El árbol de litchi puede alcanzar 20 metros de altura, aunque a menudo se poda a 12 metros, con frutos redondos y pequeños en las copas y hojas de verde oscuro.
Los lichis son ricos en vitaminas, minerales, antioxidantes, vitamina C, potasio y fibra dietética, siendo beneficiosos para el sistema inmunológico, la presión arterial y la digestión. A pesar de su alto contenido de azúcar (11 gramos por fruta), consumir dos lichis al día puede ser parte de una dieta saludable.

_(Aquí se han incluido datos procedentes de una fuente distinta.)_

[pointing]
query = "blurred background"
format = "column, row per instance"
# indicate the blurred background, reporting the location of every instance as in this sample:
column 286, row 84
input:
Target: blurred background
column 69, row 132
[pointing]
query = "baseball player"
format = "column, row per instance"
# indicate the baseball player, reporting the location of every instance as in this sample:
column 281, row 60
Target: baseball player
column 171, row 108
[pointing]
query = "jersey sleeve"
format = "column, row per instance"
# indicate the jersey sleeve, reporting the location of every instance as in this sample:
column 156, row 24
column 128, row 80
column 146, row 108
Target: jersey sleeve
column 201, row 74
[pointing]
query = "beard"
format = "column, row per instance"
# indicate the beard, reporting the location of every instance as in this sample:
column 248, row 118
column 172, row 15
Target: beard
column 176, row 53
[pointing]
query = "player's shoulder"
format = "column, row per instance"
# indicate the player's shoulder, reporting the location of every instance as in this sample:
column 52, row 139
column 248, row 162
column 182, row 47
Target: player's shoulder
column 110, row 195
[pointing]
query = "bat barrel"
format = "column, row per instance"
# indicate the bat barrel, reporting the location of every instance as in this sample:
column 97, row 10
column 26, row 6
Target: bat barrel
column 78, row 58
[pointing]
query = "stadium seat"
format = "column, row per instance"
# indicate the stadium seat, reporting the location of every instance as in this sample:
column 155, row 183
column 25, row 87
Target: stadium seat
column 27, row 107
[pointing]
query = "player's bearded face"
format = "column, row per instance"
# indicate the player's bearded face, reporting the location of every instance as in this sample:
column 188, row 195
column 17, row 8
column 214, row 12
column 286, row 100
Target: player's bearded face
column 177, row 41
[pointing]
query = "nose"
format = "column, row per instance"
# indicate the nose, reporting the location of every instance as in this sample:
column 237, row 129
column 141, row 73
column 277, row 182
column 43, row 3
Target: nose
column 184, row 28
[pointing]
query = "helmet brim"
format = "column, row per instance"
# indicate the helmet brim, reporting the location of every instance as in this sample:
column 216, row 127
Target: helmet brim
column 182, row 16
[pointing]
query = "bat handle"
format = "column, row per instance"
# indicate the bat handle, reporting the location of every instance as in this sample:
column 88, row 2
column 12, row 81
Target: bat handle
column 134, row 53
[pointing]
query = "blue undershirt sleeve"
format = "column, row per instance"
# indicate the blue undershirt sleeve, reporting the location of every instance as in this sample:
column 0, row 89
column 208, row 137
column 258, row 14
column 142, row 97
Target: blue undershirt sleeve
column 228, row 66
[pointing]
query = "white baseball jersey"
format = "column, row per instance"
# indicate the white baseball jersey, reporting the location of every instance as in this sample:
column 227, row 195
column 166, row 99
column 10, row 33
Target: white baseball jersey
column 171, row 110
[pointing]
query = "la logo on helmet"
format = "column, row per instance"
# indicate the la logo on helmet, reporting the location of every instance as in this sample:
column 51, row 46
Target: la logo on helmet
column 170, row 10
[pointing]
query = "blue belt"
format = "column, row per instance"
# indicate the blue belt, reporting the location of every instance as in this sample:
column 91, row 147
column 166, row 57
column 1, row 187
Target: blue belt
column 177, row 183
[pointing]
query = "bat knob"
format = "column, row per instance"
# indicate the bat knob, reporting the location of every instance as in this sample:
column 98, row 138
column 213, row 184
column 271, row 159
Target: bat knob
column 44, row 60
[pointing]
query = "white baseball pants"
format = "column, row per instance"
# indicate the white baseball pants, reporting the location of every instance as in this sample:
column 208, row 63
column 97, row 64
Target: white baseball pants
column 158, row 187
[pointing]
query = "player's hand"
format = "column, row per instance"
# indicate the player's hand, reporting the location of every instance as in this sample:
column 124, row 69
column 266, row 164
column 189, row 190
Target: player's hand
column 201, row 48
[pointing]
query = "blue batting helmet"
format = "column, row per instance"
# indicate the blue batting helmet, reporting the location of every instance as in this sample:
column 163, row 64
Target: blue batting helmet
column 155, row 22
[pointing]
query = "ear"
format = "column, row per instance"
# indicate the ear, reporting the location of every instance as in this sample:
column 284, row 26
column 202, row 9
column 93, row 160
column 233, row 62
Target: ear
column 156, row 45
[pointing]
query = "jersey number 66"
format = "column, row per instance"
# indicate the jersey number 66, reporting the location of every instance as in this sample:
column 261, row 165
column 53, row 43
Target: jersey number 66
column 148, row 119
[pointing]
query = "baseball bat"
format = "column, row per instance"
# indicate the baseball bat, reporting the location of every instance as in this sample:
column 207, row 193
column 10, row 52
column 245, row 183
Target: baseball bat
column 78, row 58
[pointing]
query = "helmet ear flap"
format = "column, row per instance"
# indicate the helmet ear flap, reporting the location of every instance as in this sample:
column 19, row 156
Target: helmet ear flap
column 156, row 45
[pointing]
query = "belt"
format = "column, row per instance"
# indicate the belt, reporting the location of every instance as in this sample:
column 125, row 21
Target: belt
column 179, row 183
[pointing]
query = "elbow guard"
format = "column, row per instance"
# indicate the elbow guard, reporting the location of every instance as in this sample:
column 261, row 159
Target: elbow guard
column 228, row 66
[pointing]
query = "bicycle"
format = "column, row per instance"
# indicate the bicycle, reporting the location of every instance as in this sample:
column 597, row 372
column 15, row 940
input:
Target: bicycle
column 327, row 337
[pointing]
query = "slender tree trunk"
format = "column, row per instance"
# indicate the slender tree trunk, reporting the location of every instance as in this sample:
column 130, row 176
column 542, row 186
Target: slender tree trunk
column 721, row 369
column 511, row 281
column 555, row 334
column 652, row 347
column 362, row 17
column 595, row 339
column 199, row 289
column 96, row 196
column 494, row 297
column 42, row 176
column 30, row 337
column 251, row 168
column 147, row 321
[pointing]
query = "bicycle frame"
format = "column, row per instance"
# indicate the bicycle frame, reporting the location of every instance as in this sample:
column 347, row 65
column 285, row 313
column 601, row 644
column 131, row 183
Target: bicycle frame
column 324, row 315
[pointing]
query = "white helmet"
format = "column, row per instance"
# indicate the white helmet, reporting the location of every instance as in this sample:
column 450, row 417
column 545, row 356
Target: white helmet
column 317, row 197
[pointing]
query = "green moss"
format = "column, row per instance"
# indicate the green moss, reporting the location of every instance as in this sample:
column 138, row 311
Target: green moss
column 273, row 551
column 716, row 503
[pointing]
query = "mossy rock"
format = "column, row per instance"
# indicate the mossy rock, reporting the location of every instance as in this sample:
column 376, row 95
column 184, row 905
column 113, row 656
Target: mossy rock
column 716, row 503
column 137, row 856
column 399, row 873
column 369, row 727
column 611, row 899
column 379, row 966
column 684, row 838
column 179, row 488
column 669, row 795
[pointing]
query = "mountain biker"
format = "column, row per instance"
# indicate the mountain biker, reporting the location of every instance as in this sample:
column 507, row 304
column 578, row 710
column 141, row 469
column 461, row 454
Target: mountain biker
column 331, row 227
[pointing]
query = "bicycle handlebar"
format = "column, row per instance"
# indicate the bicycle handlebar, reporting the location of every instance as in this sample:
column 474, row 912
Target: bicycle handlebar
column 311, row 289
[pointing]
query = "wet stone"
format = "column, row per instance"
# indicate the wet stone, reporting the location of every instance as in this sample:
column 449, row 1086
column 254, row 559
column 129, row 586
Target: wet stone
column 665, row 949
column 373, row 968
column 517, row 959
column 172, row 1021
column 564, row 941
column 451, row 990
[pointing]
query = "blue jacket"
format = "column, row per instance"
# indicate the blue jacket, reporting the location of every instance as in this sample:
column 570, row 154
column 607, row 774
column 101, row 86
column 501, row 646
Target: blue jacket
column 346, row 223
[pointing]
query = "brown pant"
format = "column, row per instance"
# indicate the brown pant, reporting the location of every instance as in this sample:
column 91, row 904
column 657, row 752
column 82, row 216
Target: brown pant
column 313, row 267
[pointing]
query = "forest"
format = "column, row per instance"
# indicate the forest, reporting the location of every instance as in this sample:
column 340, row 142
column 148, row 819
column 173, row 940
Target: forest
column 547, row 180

Los lichis son originarios del sur de China y se han extendido a zonas subtropicales. Su cultivo es común en países tropicales y áreas subtropicales con lluvias estivales, como Indochina, el norte de India, Tailandia, Madagascar, Sudáfrica e Israel.
Muy populares en Asia, los lichis están ganando popularidad en Europa, brindando un delicioso sabor y aroma a quienes los disfrutan.

Los lichis tienen numerosos beneficios y propiedades para la salud:

El lichi tiene contraindicaciones, no es recomendable para todos. Las personas con diabetes, mujeres embarazadas y niños pequeños deben evitarlo, ya que puede elevar los niveles de azúcar en sangre. Además, quienes sean alérgicos al lichi no deben consumirlo.
Es crucial consumir el lichi solo cuando esté maduro, pues en su estado verde libera una toxina que puede causar enfermedades graves. Los efectos negativos pueden incluir hipoglucemia nocturna, encefalopatía, mareos, vómitos y náuseas, siendo las personas desnutridas las más afectadas.
Para reconocer un lichi maduro, fíjate en su piel crujiente, delgada, áspera y de color rojo intenso. La parte comestible es la pulpa blanca, que se puede usar en diversas preparaciones, como batidos. El lichi maduro es dulce, con un toque cítrico y un suave aroma a rosas.
En algunas regiones asiáticas, se han registrado brotes de enfermedades relacionadas con el consumo de lichi, especialmente en niños, la población más vulnerable. Estudios recientes sugieren que consumir lichis con el estómago vacío podría causar una baja intensa del azúcar en sangre, lo que conlleva riesgos para la salud.

La mejor opción es comerla fresca, quitando la piel dura y la semilla grande que contiene en su interior. También puede añadirse fácilmente a ensaladas y macedonias, aportando un toque dulce y delicado.

Otra alternativa para comer lychee es preparar y conservar los litchis en almíbar. Además, se utilizan para elaborar postres, zumos y cócteles.